Schwaan | Donnerstagabend, 19 Uhr: Auf dem Gelände der Freiwilligen Feuerwehr Schwaan in der Rostocker Straße sind Kameraden aus allen Wehren des Amtes Schwaan zu einer Übung zusammengekommen. Auf einmal ertönen die Sirenen. Sofort steigt bei den Blauröcken der Adrenalinspiegel. Sie sind bereit, sofort aufzusitzen und zum Einsatz auszurücken. Gespann lauschen alle auf die Funkmeldung. "Überprüfung der Sirenen in Schwaan", dringt die knarrende Stimme des Disponenten in der Leitstelle aus dem Funkgerät. Ein Blick ins Rund zeigt: Die Anspannung fällt bei allen ab. "Wir wären aber schnell einsatzfähig gewesen", stellte Gruppenführer Sebastian Sparfeld launisch fest.

Also ist doch Zeit für die eigentliche Aufgabe des Abends. Mit Hilfe einer Brandschutzfirma aus Tessin werden Brände simuliert. Schließlich gibt es verschiedene Brandursachen und Brandherde. Bei der Übung kommen auch Brandbeschleunigern zum Einsatz. Die Kameraden lernen, wie sich sich am sichersten einer Feuerstelle nähern, welche Technik sie einsetzen und welches Löschmittel. Schließlich ist erstes Ziel, ein mögliches Feuer in kürzester Zeit zu löschen.

Über 60 Jugendliche, Frauen und Männer sind an diesem Abend auf dem Feuerwehrgelände dabei. Unter ihnen Tino Jubel und Philipp Gragert von der Schwaaner Jugendfeuerwehr. Die 14- bzw. 15-Jährigen sind seit knapp vier Jahren bei den Blauröcken und finden gerade solche Übungen sehr gut. "Wir können dabei eine Menge lernen und auch sehr viele Erfahrungen sammeln", sagte Tino Jubel, für den die Arbeit in der Feuerwehr eine Herzensaufgabe ist. "Ich will später einmal Leben retten. Das ist mein Ziel. Und dafür sind diese Übungen sehr gut." Phillip Gragert hat ebenfalls sehr viel Spaß an der Tätigkeit in der Jugendfeuerwehr. "Natürlich schaut man sich an solchen Abenden wie diesen eine Menge ab. Ich freue mich jetzt schon auf den Amtsausscheid. Da werden wir uns dann mit den anderen Wehren messen." Der Wettbewerb findet in diesem Jahr am 19. Juni in Göldenitz statt.
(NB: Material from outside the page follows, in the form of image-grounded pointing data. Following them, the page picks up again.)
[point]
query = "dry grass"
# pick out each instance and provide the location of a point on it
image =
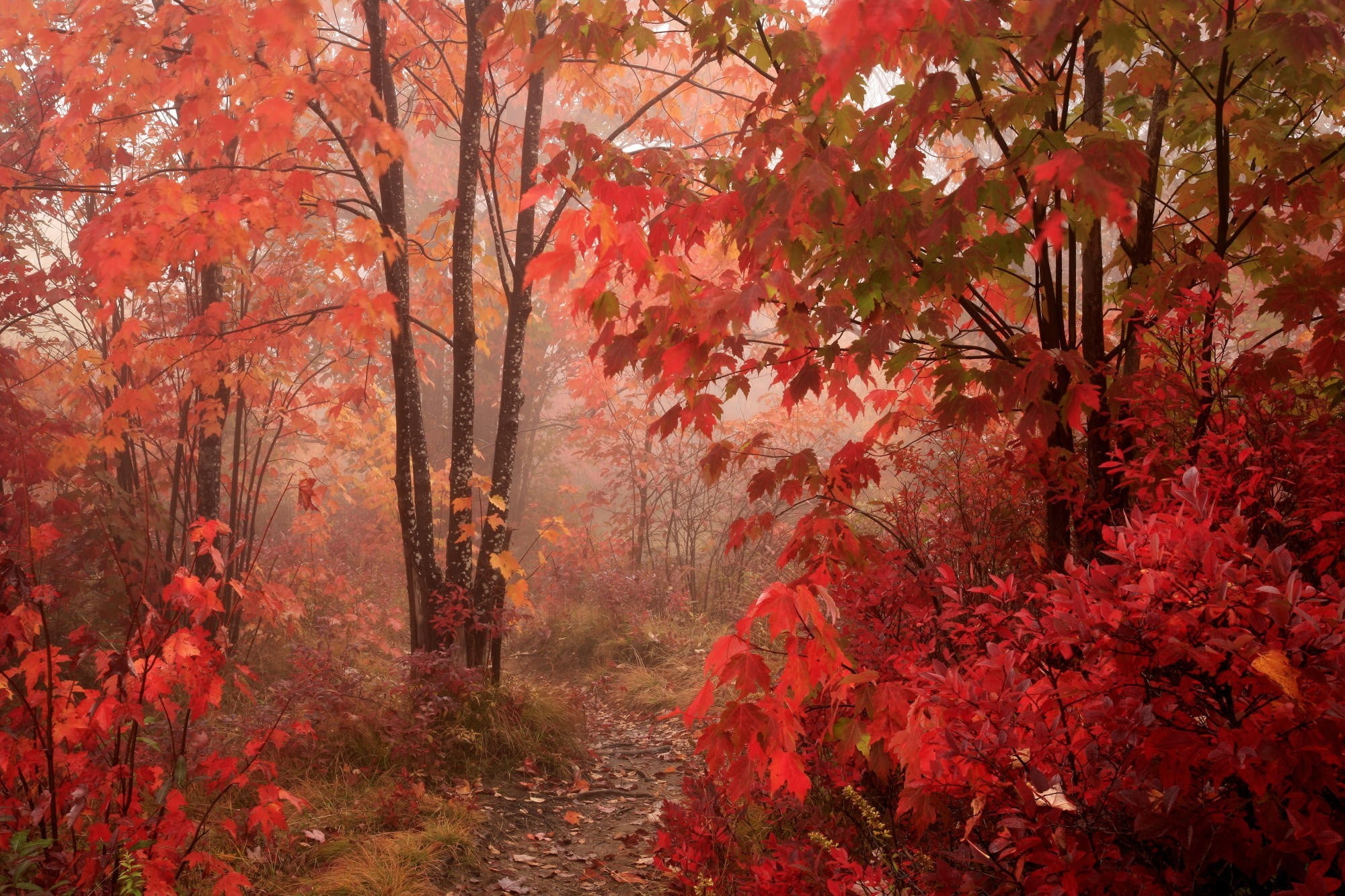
(406, 862)
(658, 689)
(653, 666)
Mittlerweile riecht es auf dem Übungsgelände nach Benzin. Es knallt, es gibt Explosionen und viel Feuer. Den Frauen und Männern wird nicht nur deshalb richtig warm. Denn das Löschen erfordert höchste Konzentration und Aufmerksamkeit, es ist alles andere als ein "Spielplatz für große Kinder. Das war toll, was uns Jens Kerschke und sein Team an Technik mitgebracht und vorgeführt haben. Man lernt ja eigentlich nur in der Praxis. Deshalb sollte so ein Abend keine Eintagsfliege bleiben", sagte Schwaans Wehrführer Maik Baun.

Und so sind die Wehrleute des Amtes Schwaan auch für den nächsten Einsatz gut gerüstet, wenn die Sirene heult und der Pieper ertönt.